A Stochastic Graph-based Model for the Simulation of SARS-CoV-2 Transmission

TL;DR

This paper introduces a comprehensive stochastic graph-based simulation framework for modeling SARS-CoV-2 transmission, integrating spatial, mobility, and epidemiological models to realistically study epidemic dynamics.

Contribution

It presents a novel integrated model combining real city layouts, agent-based mobility, and virus transmission physics for SARS-CoV-2.

Findings

Realistic city graphs derived from Google Maps.

Agent-based mobility simulation using shortest path algorithms.

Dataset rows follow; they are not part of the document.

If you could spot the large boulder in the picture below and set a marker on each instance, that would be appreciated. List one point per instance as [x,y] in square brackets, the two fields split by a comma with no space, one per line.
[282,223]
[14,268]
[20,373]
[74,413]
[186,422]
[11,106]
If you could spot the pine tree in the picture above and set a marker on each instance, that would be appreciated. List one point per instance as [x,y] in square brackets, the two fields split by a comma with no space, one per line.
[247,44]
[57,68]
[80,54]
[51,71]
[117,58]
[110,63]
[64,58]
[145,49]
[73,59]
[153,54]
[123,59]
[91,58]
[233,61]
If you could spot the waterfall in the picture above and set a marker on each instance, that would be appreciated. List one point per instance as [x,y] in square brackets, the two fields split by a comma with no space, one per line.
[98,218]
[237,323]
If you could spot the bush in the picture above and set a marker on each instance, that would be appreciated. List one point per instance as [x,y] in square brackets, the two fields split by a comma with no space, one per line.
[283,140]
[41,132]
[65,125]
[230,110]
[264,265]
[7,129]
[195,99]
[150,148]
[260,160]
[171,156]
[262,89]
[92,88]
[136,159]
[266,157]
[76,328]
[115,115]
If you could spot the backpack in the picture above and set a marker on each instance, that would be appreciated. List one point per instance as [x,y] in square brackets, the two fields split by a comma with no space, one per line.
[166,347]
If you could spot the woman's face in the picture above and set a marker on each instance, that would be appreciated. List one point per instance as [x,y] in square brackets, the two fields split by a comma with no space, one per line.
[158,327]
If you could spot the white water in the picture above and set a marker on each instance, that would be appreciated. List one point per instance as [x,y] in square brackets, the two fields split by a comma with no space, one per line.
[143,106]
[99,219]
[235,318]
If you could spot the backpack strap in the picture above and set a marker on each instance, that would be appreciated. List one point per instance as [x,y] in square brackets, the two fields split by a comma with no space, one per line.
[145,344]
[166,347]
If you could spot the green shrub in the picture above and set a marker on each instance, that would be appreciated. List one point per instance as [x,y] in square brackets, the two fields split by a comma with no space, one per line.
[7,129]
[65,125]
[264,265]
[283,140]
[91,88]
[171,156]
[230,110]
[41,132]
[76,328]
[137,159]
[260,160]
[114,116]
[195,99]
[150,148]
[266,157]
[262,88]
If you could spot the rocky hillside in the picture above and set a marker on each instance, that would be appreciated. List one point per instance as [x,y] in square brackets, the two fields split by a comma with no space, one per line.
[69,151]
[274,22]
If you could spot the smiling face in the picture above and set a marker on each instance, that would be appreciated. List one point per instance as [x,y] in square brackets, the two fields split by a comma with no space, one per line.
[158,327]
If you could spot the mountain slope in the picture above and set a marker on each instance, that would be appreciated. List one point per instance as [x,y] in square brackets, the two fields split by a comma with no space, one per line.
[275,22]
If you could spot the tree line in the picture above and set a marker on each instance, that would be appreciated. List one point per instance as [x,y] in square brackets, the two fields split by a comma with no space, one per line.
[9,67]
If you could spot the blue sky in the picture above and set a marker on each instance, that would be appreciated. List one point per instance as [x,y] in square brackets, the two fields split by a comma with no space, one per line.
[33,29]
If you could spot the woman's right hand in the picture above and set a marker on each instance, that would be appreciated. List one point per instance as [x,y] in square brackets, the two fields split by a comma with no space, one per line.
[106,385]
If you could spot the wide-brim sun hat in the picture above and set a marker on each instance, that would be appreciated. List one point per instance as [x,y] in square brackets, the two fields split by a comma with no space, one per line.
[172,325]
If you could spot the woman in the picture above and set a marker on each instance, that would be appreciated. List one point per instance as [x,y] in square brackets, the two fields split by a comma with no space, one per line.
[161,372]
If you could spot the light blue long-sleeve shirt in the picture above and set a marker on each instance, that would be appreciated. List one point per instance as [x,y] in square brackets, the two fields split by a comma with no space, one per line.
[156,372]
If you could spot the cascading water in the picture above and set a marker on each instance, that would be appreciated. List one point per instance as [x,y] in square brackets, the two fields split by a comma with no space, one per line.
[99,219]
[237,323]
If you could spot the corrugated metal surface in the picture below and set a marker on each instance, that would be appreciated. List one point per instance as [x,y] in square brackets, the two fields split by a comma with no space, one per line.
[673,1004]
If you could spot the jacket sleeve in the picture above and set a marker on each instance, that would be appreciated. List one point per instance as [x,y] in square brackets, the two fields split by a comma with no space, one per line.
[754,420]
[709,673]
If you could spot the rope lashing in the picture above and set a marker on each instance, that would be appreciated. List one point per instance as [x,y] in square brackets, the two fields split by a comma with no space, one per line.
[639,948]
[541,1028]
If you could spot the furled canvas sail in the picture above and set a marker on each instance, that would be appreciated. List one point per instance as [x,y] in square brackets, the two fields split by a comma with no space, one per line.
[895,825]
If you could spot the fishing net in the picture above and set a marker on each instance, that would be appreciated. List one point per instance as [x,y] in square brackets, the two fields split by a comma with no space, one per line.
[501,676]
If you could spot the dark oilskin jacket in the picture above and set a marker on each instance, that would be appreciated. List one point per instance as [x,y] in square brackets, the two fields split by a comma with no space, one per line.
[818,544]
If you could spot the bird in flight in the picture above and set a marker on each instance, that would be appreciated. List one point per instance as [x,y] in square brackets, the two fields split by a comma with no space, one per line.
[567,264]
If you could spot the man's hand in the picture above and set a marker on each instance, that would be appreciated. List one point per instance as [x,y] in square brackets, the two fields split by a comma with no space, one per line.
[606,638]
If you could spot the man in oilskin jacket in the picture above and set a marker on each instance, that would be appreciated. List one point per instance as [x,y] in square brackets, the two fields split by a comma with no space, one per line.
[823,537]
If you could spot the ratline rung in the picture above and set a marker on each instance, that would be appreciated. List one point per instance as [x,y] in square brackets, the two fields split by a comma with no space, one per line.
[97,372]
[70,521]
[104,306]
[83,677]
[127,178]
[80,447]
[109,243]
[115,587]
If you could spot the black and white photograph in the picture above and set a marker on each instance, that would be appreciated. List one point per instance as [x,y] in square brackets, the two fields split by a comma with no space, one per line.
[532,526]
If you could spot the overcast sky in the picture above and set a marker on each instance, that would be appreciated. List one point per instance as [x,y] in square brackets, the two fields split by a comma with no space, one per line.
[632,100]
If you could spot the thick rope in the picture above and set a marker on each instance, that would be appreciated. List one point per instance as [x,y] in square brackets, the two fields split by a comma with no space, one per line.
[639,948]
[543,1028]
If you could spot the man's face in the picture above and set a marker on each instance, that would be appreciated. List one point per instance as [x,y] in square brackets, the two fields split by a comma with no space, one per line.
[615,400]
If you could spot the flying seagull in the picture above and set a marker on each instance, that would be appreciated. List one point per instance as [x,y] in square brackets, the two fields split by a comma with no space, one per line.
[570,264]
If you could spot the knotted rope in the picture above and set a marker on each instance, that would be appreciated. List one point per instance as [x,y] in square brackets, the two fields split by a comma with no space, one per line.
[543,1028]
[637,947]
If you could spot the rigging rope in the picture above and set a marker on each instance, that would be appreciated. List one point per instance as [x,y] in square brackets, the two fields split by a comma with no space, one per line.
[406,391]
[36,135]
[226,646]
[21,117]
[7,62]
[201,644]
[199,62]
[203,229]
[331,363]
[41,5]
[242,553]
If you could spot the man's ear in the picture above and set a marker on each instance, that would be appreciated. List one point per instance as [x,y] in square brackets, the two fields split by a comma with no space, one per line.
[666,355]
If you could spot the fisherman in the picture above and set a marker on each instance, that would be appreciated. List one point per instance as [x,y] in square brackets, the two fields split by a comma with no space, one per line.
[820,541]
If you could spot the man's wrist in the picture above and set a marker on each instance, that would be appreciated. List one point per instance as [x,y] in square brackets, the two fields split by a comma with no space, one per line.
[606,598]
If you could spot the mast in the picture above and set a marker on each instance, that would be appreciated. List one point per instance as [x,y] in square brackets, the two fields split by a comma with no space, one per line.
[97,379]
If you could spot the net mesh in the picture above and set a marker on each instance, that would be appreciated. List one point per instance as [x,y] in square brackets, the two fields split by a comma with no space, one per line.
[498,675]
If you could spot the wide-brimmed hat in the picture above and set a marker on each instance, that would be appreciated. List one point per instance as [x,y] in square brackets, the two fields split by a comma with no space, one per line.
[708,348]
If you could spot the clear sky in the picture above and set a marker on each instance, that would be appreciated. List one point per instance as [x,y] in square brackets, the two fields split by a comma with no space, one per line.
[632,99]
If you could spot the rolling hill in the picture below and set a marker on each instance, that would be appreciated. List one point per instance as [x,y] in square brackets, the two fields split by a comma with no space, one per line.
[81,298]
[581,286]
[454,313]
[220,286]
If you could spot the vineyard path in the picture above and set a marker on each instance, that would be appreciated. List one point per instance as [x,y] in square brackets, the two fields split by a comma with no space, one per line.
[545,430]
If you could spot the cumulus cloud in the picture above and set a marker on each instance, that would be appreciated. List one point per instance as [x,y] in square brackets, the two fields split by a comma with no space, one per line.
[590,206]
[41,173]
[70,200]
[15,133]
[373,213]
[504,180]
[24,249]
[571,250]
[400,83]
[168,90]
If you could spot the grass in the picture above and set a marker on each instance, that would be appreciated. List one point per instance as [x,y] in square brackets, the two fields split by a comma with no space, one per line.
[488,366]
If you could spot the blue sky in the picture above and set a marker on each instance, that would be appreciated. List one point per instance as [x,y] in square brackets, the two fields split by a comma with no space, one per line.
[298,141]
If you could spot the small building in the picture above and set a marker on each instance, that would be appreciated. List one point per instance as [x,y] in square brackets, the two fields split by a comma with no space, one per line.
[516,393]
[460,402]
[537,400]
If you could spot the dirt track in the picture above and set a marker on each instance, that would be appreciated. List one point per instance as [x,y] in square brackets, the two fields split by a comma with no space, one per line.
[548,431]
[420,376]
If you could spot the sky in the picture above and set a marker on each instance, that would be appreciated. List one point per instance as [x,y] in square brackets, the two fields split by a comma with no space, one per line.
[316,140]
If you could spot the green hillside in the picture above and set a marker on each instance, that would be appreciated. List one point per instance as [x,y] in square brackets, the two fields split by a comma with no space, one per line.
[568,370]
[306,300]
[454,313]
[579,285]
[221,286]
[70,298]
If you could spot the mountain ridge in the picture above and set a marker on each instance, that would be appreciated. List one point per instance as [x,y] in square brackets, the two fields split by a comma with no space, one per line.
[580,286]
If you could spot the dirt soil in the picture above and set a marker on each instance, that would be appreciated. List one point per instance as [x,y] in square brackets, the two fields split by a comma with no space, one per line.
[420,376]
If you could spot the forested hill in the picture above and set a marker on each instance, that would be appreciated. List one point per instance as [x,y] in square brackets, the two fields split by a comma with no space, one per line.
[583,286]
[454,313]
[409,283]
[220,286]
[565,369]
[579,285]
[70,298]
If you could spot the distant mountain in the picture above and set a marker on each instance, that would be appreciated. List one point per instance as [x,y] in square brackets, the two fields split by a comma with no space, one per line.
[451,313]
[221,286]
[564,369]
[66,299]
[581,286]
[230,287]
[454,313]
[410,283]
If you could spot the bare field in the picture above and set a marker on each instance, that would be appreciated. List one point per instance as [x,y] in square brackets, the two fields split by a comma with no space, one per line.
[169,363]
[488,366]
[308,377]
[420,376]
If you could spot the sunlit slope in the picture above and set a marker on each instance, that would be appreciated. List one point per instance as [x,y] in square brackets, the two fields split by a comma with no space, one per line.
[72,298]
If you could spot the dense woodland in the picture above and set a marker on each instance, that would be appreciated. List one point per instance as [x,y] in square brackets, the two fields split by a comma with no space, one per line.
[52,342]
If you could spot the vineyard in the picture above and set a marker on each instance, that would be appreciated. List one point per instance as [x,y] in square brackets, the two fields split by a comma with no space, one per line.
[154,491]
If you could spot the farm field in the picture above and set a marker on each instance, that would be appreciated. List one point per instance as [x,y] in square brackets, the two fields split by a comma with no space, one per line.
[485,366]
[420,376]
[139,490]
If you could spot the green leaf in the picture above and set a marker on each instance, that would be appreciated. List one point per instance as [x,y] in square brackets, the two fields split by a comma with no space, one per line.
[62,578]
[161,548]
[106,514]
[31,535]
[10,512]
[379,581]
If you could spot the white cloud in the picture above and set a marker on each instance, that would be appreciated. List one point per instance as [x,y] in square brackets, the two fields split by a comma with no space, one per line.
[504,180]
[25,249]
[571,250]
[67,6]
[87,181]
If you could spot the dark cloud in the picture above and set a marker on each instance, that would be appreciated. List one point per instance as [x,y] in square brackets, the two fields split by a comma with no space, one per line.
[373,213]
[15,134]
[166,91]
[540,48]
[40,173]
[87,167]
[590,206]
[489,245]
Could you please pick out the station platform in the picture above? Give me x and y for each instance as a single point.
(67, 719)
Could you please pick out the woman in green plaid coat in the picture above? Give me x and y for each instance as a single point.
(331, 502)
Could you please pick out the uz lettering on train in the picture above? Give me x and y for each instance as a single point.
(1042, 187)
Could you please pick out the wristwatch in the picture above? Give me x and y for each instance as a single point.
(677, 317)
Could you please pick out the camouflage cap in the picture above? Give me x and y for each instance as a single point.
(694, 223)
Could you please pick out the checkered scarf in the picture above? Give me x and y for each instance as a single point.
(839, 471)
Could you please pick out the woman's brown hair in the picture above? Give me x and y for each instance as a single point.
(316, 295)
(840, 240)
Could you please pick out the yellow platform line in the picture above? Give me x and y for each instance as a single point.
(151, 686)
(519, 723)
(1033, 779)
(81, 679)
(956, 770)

Incorporation of SARS-CoV-2 transmission parameters.

Abstract

In this work we propose the design principles of a stochastic graph-based model for the simulation of SARS-CoV-2 transmission. The proposed approach incorporates three sub-models, namely, the spatial model, the mobility model, and the propagation model, in order to develop a realistic environment for the study of the properties exhibited by the spread of SARS-CoV-2. The spatial model converts images of real cities taken from Google Maps into undirected weighted graphs that capture the spatial arrangement of the streets utilized next for the mobility of individuals. The mobility model implements a stochastic agent-based approach, developed in order to assign specific routes to individuals moving in the city, through the use of stochastic processes, utilizing the weights of the underlying graph to deploy shortest path algorithms. The propagation model implements both the epidemiological model and the physical substance of the transmission of an airborne virus considering the transmission parameters of SARS-CoV-2. Finally, we integrate these sub-models in order to derive an integrated framework for the study of the epidemic dynamics exhibited through the transmission of SARS-CoV-2.